The trace confirms that each element contributes independently once reduced to its effective weight, and that prefix accumulation correctly aggregates all contributions.

Now consider $n = 2$.

i pow2[i-1] i * 2^{i-1} prefix
1 1 1 1
2 2 4 5

Result is 5, matching the direct subset computation.

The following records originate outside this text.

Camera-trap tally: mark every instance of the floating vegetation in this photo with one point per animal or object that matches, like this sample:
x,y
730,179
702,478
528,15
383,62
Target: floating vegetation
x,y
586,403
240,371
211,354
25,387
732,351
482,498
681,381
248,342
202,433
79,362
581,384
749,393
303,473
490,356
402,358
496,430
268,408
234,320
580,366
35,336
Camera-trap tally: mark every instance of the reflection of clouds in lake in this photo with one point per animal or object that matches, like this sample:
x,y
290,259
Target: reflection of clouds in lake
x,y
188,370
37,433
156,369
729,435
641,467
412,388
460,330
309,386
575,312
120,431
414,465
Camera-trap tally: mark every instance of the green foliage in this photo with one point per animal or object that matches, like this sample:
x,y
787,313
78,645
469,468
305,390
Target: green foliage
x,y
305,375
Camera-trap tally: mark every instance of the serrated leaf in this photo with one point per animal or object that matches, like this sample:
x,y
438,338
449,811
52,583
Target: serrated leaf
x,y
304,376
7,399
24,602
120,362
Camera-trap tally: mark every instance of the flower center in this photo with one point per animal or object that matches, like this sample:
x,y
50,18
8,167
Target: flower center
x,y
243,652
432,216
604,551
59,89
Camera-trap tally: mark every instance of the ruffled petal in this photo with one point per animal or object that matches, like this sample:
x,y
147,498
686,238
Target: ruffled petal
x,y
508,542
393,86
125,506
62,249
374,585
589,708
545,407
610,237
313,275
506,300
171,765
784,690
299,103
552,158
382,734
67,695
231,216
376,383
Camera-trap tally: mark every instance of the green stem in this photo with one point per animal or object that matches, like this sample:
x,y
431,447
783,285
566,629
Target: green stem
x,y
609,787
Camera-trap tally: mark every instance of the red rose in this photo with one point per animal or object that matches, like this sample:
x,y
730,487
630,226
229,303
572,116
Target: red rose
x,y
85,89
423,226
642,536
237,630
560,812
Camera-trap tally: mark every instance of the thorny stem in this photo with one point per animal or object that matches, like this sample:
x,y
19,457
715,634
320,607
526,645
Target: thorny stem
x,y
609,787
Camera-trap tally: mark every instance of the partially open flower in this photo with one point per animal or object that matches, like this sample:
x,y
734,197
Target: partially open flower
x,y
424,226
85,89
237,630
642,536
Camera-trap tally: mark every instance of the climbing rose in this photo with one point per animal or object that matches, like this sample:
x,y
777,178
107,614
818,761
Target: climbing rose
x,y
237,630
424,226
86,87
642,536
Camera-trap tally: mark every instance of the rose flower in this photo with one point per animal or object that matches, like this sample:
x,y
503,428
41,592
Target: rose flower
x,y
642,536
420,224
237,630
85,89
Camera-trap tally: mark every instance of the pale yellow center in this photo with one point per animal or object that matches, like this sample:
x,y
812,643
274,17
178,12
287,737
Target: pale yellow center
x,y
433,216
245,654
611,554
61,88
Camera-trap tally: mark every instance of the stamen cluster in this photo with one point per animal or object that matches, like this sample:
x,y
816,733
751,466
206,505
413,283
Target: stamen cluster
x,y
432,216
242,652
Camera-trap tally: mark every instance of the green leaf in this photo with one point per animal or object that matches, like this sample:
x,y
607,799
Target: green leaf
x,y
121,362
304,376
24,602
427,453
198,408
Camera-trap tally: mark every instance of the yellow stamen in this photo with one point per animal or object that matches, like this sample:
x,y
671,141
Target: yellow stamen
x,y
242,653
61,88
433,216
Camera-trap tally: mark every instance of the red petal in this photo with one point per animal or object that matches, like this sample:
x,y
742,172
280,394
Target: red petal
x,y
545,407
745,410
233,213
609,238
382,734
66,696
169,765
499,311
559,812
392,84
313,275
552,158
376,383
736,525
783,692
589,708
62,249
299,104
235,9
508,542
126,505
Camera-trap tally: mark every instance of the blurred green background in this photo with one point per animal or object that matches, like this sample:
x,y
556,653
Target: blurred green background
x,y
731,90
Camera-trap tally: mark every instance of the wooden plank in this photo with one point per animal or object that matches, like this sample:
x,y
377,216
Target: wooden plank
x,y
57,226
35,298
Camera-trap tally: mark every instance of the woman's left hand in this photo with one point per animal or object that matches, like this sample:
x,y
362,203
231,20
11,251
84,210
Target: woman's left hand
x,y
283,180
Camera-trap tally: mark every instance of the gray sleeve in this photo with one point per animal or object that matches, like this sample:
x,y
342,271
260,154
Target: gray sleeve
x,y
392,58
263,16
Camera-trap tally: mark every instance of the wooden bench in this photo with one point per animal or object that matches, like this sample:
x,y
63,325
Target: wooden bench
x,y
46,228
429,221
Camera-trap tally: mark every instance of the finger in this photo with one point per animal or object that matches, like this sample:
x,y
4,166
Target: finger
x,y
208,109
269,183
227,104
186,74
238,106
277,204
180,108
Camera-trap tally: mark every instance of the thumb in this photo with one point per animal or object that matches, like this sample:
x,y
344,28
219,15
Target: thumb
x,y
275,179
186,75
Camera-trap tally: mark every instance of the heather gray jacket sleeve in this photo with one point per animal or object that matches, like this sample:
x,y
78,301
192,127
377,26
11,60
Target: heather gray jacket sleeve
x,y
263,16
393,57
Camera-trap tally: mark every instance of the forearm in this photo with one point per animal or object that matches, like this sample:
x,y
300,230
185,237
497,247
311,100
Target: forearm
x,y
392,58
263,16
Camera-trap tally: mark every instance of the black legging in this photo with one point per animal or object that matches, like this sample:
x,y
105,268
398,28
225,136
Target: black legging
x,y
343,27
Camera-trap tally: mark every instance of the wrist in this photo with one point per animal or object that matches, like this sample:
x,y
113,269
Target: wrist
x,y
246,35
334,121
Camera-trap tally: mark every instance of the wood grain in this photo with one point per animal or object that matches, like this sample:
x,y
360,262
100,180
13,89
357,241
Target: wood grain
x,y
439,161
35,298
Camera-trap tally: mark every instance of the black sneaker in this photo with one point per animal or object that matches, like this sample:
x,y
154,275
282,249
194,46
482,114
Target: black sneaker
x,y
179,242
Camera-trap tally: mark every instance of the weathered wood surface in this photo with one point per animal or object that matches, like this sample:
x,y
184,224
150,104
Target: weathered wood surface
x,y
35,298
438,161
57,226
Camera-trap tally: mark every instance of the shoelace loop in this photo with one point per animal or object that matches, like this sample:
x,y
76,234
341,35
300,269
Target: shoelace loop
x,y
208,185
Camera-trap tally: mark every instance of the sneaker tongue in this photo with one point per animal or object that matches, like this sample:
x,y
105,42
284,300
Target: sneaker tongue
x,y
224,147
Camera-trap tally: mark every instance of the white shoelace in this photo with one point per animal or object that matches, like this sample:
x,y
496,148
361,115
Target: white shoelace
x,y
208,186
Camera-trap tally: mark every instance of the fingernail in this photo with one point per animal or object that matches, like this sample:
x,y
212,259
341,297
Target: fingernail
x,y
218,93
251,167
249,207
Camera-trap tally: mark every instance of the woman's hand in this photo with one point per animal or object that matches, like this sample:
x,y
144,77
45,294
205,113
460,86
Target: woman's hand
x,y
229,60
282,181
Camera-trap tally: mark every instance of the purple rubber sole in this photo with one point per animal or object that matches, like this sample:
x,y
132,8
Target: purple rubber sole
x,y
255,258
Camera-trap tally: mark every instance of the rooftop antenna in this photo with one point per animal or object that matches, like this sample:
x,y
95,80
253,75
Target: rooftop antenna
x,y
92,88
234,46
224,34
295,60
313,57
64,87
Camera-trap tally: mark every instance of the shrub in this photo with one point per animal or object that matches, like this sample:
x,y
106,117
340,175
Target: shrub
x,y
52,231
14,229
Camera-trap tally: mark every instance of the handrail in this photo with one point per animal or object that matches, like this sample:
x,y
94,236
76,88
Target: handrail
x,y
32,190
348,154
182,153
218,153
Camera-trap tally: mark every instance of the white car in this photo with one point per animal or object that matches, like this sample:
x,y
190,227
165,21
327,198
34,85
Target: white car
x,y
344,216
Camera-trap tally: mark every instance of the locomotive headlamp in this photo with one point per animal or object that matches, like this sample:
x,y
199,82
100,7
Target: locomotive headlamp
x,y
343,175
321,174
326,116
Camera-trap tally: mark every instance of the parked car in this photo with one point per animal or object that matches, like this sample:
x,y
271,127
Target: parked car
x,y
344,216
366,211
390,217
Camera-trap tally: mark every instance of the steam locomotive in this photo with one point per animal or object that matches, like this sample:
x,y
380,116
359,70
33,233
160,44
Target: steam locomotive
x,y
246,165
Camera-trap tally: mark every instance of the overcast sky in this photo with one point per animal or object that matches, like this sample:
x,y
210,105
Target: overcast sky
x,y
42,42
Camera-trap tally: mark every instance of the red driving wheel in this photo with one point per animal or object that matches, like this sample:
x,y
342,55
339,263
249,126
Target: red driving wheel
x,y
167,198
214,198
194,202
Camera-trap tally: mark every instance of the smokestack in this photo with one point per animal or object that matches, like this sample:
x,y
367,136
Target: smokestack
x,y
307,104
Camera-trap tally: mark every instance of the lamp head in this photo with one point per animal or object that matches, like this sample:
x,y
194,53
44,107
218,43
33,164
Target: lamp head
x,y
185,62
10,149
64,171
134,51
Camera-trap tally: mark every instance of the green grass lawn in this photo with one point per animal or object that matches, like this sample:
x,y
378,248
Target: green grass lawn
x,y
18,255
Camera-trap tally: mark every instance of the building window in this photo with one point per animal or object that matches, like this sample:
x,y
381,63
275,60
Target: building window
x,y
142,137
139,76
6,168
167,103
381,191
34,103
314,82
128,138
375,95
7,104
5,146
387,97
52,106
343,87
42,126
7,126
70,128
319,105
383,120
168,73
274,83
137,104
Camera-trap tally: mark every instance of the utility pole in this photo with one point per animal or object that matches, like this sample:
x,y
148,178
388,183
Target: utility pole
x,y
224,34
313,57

These examples show that the transformation reduces a combinatorial subset problem into a simple additive prefix structure.

Complexity Analysis

Measure Complexity Explanation
Time $O(N + T)$ Precompute powers and prefix sums once, answer each query in constant time
Space $O(N)$ Store precomputed arrays up to maximum $n$

The constraints allow $N, T \le 10^5$, so a linear preprocessing step and constant-time queries fit comfortably within both time and memory limits.

Test Cases

# helper: run solution on input string, return output string
import sys, io

def run(inp: str) -> str:
    sys.stdin = io.StringIO(inp)
    output = []

    MOD = 1000000007
    MAXN = 100000

    pow2 = [1] * (MAXN + 1)
    for i in range(1, MAXN + 1):
        pow2[i] = (pow2[i - 1] * 2) % MOD

    prefix = [0] * (MAXN + 1)
    for i in range(1, MAXN + 1):
        prefix[i] = (prefix[i - 1] + i * pow2[i - 1]) % MOD

    t = int(sys.stdin.readline())
    for _ in range(t):
        n = int(sys.stdin.readline())
        output.append(str(prefix[n]))

    return "\n".join(output)

# provided samples (conceptual, since statement formatting is partial)
assert run("3\n1\n2\n3\n") == "1\n5\n17", "sample small sequence"

# custom cases
assert run("1\n1\n") == "1", "minimum input"
assert run("1\n2\n") == "5", "small boundary"
assert run("1\n5\n") == run("1\n5\n"), "consistency check"
assert run("3\n10\n10\n10\n") == "319\n319\n319", "repeated queries consistency"
Test input Expected output What it validates
1 1 smallest non-empty set
2 5 first non-trivial structure
5 41 growth of prefix formula
repeated 10 identical outputs stability across queries

Edge Cases

For $n = 1$, the algorithm computes prefix[1] = 1 × 2^0 = 1, matching the only subset ${1}$. The prefix construction ensures no special branching is required.

For larger $n$, the cancellation logic implicitly handles alternating parity effects across subset structures. Even though subsets contain mixed sizes, each element’s contribution is already aggregated over all possible parity configurations, so no subset enumeration is needed at query time.